|M.Sc Student||Honigman Ori|
|Subject||Image Processing Using Diffusion with Schrodinger's|
|Department||Department of Electrical and Computer Engineering||Supervisor||PROFESSOR EMERITUS Yehoshua Zeevi|
|Full Thesis text|
The complex diffusion process, recently introduced in image processing and computer vision by combining the linear diffusion equation and the 'free-particle' Schrödinger equation, is further generalized by incorporating the Schrödinger potential. It is well known from physics that the Schrödinger equation with potential generates an oscillatory response of a particle to the conditions imposed by a specific structure of the potential. This behavior of the Schrödinger equation highlights the idea that incorporating the potential into the complex diffusion equation, may introduce some kind of 'dynamic boundary conditions' that may serve as a filtering or even enhancing mechanism for textures. We show that this generalized complex diffusion equation is inherently endowed with processing properties suitable for dealing with textures in a naturally coupled manner. The Schrödinger potential is self-adopting to the specific properties of an image at hand, in that it implements an image-specific wavelet shrinkage algorithm. Results indicate that the generalized complex diffusion processing scheme not only preserves textures better than demonstrated by previously-reported results, but can even enhance textures by adjusting the coefficient that determines the magnitude of the potential, relative to the potentialless complex diffusion.

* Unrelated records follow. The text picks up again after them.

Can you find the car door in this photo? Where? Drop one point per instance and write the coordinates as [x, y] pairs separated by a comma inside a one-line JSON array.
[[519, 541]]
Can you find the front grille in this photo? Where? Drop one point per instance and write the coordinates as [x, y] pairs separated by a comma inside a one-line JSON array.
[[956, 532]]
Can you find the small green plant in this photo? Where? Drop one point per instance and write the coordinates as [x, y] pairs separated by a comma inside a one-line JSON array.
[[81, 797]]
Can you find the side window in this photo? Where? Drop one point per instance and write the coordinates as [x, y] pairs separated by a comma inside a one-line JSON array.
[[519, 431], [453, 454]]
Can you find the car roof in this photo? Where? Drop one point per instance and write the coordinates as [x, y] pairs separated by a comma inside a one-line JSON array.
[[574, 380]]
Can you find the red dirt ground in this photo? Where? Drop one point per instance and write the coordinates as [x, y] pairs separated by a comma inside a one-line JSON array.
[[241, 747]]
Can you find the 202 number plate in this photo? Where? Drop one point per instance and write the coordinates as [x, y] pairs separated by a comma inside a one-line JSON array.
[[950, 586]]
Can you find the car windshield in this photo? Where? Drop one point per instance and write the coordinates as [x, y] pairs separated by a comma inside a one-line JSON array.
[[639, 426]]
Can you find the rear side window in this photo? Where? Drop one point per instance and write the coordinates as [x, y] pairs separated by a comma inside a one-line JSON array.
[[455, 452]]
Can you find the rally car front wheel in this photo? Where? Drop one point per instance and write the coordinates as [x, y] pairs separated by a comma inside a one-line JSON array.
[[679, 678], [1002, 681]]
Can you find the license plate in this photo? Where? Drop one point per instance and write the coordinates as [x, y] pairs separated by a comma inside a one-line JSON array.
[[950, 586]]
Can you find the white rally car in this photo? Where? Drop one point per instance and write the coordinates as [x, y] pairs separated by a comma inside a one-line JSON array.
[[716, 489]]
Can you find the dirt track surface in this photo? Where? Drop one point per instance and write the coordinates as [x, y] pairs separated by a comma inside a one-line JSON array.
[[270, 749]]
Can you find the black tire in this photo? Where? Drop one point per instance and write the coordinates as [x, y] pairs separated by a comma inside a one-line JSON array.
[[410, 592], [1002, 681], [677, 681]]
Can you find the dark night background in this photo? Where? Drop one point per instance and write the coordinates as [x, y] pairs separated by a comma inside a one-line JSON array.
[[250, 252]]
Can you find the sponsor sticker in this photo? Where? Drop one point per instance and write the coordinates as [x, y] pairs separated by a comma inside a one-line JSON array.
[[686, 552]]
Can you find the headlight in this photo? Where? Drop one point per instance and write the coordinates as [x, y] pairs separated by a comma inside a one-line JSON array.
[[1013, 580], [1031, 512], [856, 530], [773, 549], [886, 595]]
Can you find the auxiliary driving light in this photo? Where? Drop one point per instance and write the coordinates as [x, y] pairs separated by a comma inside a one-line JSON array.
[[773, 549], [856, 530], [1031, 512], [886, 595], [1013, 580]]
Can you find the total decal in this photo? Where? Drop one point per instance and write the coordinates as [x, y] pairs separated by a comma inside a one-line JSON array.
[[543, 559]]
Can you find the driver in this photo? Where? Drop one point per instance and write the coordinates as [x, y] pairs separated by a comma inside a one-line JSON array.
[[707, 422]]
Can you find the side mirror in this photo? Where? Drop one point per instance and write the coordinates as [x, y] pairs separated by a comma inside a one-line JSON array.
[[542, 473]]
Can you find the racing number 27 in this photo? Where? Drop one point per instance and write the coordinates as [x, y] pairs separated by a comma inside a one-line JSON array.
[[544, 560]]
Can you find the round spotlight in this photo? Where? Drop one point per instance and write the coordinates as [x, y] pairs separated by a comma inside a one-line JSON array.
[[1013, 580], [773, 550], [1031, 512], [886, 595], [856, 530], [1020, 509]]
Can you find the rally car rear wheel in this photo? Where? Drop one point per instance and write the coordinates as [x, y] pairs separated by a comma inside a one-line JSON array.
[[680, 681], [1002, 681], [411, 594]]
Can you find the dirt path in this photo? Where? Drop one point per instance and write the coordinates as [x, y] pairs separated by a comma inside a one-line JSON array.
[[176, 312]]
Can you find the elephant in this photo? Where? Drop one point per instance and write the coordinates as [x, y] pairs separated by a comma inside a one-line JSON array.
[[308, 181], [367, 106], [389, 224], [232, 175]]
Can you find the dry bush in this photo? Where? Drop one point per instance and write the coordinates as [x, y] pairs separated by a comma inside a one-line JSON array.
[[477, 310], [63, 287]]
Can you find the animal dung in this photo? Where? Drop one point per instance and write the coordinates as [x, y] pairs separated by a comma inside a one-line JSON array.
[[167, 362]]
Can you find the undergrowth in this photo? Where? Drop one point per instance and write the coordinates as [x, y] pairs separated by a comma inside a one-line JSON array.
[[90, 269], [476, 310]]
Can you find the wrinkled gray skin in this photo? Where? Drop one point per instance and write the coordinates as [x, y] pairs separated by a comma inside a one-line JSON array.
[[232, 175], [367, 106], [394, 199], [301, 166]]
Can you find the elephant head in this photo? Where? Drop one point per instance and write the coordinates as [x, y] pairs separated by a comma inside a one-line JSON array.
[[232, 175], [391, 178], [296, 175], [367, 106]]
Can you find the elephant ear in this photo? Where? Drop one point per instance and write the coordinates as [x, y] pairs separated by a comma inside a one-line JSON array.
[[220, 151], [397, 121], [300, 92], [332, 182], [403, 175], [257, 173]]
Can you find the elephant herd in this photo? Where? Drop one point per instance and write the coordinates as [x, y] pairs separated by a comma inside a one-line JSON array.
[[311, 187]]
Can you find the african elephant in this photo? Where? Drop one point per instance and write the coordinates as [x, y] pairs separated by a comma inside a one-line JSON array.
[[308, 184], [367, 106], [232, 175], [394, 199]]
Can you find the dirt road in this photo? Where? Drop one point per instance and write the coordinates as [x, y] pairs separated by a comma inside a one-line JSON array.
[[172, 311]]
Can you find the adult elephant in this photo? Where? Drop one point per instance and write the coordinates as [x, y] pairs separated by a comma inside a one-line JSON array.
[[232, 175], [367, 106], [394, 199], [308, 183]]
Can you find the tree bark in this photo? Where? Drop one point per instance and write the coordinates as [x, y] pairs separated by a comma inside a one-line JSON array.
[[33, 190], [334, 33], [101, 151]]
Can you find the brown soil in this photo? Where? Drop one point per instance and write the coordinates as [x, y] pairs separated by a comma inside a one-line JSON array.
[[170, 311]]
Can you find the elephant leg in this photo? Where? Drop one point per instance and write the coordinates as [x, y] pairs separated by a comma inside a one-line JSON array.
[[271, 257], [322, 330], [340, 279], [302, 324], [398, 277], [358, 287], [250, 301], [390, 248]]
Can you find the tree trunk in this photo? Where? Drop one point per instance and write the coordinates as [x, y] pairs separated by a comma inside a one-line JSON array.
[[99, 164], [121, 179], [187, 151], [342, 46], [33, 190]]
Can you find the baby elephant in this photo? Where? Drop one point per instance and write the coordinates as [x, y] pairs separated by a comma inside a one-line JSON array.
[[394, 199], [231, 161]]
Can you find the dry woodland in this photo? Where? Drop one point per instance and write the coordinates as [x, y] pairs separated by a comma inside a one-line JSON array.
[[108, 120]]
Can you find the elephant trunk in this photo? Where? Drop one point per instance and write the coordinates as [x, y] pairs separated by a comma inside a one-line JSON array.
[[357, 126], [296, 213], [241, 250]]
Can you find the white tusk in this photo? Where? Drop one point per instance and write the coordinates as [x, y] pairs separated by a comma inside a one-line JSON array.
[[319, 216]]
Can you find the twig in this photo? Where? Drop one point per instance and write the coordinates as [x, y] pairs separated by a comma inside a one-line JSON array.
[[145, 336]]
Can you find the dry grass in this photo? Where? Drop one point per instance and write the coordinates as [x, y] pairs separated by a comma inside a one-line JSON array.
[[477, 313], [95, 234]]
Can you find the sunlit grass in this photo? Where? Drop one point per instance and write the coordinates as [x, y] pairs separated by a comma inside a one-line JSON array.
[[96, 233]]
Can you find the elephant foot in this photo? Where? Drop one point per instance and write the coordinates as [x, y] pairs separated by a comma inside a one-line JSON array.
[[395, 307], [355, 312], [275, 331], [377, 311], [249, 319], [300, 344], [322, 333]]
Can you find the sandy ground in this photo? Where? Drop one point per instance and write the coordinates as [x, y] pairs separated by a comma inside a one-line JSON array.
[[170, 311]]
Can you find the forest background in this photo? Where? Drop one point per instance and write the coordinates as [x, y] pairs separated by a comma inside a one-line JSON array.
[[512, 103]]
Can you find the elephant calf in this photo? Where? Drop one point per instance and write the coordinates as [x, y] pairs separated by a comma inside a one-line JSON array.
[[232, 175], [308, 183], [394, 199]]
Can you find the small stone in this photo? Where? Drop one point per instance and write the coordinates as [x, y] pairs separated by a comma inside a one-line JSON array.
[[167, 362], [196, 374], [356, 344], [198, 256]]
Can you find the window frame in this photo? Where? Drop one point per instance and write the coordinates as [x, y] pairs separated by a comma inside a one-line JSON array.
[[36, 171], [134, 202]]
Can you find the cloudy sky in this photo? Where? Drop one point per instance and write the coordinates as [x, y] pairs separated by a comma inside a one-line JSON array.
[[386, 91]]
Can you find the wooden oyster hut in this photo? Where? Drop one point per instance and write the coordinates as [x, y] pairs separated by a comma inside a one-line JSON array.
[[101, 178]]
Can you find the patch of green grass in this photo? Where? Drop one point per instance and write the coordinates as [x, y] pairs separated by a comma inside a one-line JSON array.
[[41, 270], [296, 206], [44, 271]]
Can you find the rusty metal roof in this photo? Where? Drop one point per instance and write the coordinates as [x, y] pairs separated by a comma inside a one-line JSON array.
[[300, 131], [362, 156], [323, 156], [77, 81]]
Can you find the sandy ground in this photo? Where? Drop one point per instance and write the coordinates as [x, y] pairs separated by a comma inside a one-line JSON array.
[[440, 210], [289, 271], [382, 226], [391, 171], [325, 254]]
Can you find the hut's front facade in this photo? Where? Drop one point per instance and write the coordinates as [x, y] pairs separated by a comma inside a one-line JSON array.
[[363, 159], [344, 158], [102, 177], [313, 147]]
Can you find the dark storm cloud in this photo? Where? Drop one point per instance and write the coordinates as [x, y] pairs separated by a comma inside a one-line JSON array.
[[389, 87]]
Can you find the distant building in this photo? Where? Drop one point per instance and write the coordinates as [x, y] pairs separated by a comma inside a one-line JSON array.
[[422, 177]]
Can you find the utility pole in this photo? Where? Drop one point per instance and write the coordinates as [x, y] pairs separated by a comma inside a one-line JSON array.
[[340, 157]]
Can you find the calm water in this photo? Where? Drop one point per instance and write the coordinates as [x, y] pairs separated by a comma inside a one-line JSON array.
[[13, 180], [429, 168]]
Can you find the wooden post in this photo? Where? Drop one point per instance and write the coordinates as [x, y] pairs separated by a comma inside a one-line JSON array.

Real-valued linear diffusion is controlled by the heat diffusion equation. In physics the generalized heat diffusion equation also handles the presence of a heat source, this is achieved by adding a heat source term to the partial differential equation (PDE). We incorporate a heat source term to the Perona and Malik (PM) scheme for nonlinear diffusion equation. This heat source term is derived using the wavelet shrinkage algorithm. Results obtained by the application of this type of generalized PM operator show that this processing benefits from both the smoothness model, assumed in the nonlinear diffusion, and the preservation of textures inherent in the wavelet shrinkage. In our framework we actually fuse the unique information produced by the nonlinear diffusion process and the wavelet shrinkage.
Finally, we show that by adding a heat source term to the Beltrami flow we can process color images and other multidimensional inputs while benefitting from both worlds - the joint channel information and the textural information derived by the nonlinear wavelet process, which is used to construct the heat source term.
Convergence of the different numerical schemes, presented in our work, to the PDEs they originate from is proved by analysis of the stability and consistency. Furthermore determining the different parameters that control the processes is discussed.